Qualifying

In this stage, you will train an agent using simulation environments with a 7dof KUKA IIWA robot. A baseline agent will be provided to help you get started. Along with an environment to play the whole game, we will provide three different environments to train your agent. The environments are designed to simulate different scenarios that a robot might encounter during the game. The environments are:

  • Hit: The robot needs to hit the puck to the opponent’s goal.

  • Defend: The robot needs to stop the puck from getting scored.

  • Prepare: The robot needs to control the puck to a good hit position.

The goal is to develop a robust agent that can play air hockey while satisfying the constraints. In the simulation, the collision between the robot and the table are disabled. Thus your solution must keep the mallet (Robot’s End Effector) at an appropriate height.

Environment Specifications

Here we list the some useful information about the environment.

Important

In the constraint, the joint position and velocity limits for constraint computation is 95% of the actual limits. For example, the upper bound of the position limit for joint 1 is 2.967. In the Evaluation and Constraints, we check if the joint position exceeds 2.967 * 0.95 = 2.818707.

Robot Specifications

Robot Position Upper Limit (rad)

[ 2.967, 2.09 , 2.967, 2.094, 2.967, 2.094, 3.054]
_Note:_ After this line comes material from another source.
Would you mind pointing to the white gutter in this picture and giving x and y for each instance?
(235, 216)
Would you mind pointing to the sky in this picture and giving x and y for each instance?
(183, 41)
Robot Position Lower Limit (rad)

[-2.967, -2.094, -2.967, -2.094, -2.967, -2.094, -3.054]

Robot Velocity Limit (rad/s)

+/- [ 1.483, 1.483, 1.745, 1.308, 2.268, 2.356, 2.356]

Environment Specifications

Environments

tournament, hit, defend, prepare

Initial Robot Position (fixed)

[ 0, -0.1960, 0, -1.8436, 0, 0.9704 0]

Initial Robot Velocity

0

Tournament: tournament

This environment is a complete game of air hockey. The puck is initialized randomly at one side of the table.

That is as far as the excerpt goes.